On 15/06/18 02:42, Kyösti Mälkki wrote:
On Thu, Jun 14, 2018 at 4:38 AM, qtux mail@qtux.eu wrote:
On 13/06/18 22:12, Kyösti Mälkki wrote: Hi,
S3 is __not__ working on my KCMA-D8. The last time I tried, I had to remove the power cord for a couple of seconds to be able to boot again.
Interestingly, this issue looks similar to another one I had with a flash chip which seems not to be supported by coreboot. Here the relevant part of the logs regarding the bad chip: Manufacturer: ef SF: Unsupported Winbond ID 4014 SF: Unsupported manufacturer!
Thanks, [1] should take care of this.
Thank you! I will test the Winbond chip when I find some time to do so.
Coreboot did work well, but froze sometimes when booting during the assigning resources step (more or less exactly after assigning the PCI 14.3 or PNP 002e.2 device, which happen to be close to each other inside the devicetree). I had to remove the power cord in order to be able to boot again (or to get the next random freeze...). Rarely, after such an recovery, I have got flooded by IOMMU warnings in Linux which would only disappear after another reboot.
Ah, that resume reboot-loop issue. The bit that tells to do S3 resume is a sticky register backed up by Vstb rail. With [2] you should not need to do full power-cycling at least. We should extend this work to other platforms.
I am not sure whether the term resume reboot-loop applies for my issue (side note: I used a serial connection to monitor the boot process):
Rebooting (via holding the power button for some seconds) after encountering a freeze (aka stopping at the assign resource step) resulted into having no output from serial at all. I could repeat this with no effect at all, the computer seemed to be dead. Only removing the power cord could solve the issue.
This issue could occur when rebooting but even when cold booting.
Replacing the chip seems to have solved this random boot freeze problem. But maybe the S3 issue and the issue I had with the wrong chip are related as they both lock down the machine until I remove the power cord.
Yes, it's connected. Having a non-supported SPI part ID there would prevent ACPI S3 resume, and likely enter the loop.>
Just to be sure: The S3 resume does not work with the __supported__ SPI chip. I did not test S3 with the unsupported one.

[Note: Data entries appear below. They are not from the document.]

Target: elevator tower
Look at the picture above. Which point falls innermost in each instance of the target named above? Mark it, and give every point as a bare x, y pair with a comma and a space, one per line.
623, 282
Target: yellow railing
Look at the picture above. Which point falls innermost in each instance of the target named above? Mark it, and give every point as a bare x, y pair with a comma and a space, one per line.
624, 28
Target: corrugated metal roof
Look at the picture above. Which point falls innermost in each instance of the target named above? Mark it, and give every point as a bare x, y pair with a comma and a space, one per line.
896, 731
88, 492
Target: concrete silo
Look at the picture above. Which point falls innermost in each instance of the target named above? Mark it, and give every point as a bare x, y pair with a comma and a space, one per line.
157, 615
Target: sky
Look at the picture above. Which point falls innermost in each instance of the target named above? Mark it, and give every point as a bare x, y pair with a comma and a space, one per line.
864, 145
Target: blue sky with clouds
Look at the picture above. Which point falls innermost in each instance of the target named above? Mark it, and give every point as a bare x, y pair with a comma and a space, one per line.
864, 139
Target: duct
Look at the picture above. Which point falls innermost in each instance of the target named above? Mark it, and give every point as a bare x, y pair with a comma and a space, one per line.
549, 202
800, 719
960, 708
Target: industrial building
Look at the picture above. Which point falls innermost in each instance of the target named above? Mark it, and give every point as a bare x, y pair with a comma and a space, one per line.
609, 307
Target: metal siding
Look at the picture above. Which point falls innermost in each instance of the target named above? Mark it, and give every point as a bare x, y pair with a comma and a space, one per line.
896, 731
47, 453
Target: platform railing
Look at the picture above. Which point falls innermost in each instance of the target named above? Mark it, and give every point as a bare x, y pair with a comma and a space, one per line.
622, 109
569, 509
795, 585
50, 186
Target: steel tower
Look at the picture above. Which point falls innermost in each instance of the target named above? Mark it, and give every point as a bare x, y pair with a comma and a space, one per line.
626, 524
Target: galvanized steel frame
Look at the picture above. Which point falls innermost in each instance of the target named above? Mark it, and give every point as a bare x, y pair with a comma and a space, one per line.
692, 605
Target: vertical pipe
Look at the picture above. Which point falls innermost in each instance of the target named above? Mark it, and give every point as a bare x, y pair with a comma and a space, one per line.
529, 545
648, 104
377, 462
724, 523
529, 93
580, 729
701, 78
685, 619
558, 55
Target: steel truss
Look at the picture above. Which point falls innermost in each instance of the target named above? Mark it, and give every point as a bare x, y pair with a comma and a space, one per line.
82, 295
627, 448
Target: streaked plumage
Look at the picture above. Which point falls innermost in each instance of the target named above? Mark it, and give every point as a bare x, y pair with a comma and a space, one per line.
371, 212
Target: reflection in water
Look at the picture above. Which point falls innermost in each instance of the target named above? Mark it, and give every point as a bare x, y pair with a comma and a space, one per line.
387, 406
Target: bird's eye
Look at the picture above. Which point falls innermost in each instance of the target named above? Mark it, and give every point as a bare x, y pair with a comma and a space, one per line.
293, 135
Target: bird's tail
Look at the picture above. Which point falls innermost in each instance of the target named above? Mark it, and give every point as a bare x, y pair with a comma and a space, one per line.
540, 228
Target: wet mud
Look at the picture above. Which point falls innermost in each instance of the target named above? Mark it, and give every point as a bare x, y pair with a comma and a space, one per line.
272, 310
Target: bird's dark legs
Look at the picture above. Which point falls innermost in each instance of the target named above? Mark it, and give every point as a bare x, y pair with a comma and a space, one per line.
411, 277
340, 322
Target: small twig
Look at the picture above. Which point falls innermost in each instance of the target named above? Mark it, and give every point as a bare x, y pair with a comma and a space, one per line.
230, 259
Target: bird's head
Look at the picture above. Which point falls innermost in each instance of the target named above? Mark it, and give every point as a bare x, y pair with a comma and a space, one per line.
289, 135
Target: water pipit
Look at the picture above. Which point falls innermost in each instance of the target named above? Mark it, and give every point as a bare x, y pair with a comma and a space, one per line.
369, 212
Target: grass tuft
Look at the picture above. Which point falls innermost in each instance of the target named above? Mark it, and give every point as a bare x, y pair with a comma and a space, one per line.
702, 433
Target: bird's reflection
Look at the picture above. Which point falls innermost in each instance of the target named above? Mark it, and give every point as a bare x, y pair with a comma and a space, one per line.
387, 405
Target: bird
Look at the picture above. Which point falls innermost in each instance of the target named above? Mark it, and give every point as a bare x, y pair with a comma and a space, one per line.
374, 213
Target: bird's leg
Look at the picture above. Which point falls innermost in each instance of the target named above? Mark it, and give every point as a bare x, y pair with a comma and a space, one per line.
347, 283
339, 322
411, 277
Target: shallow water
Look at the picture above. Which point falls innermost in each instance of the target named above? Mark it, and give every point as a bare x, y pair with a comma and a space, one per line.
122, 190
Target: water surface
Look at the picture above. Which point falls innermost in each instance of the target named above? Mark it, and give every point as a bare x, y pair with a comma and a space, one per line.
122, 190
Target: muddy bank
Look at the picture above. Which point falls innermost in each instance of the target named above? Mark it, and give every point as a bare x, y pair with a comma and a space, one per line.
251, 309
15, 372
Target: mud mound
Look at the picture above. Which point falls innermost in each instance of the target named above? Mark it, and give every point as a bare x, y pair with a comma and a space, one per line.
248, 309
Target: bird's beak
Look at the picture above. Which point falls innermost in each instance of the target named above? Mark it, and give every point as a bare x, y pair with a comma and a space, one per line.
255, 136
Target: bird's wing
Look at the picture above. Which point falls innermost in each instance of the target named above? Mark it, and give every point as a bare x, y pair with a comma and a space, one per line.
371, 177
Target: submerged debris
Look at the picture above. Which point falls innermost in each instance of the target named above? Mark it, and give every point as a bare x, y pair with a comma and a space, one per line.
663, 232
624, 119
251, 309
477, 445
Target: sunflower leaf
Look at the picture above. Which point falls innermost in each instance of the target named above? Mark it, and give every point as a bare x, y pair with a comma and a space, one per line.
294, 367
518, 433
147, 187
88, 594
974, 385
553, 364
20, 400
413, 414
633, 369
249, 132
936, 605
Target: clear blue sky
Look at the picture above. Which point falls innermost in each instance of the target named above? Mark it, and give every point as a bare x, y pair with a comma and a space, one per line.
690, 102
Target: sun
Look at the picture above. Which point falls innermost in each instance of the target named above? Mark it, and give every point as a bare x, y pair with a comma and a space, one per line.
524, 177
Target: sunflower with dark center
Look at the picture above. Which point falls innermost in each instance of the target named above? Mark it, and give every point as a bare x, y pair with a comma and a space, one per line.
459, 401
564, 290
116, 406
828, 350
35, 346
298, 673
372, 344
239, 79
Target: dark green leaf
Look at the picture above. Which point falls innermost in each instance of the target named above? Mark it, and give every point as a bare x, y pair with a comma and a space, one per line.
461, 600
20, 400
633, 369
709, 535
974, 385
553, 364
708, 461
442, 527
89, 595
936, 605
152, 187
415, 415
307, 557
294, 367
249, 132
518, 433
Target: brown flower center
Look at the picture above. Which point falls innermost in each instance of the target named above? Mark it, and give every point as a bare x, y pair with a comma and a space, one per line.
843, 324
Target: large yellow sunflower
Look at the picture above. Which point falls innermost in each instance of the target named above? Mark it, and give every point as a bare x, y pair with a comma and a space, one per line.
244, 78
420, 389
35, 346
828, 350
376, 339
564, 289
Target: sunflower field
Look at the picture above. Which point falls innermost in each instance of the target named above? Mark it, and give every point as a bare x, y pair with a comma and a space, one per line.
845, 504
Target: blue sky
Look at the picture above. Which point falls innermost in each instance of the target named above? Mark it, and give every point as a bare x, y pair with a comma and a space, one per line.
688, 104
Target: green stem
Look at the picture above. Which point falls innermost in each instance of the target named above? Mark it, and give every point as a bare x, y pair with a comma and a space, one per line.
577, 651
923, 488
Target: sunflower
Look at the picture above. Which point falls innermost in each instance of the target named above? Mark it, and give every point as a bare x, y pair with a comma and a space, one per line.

If someone takes the task of testing and/or bisecting please note:
Regression present between: 714709f .. a26377b
Regression present between: 9e94dbf .. c2a921b (for kcma-d8) 8a8386e (for kgpe-d16)
Now, since commit babb2e6 that claims to add S3 support on kgpe-d16 is within the latter period, I do not quite see how S3 support could have worked with that commit on kgpe-d16. Or maybe this feature was never retested once it was rebased and upstreamed. Nor can I see how it could have worked for any commit in 4.6, so I must be missing something here. So I will need some logs.
[1] https://review.coreboot.org/#/c/coreboot/+/27107 [2] https://review.coreboot.org/#/c/coreboot/+/27108
Kyösti
Answers are inside the text. I forgot to mention that I am currently on commit 793ae846e8.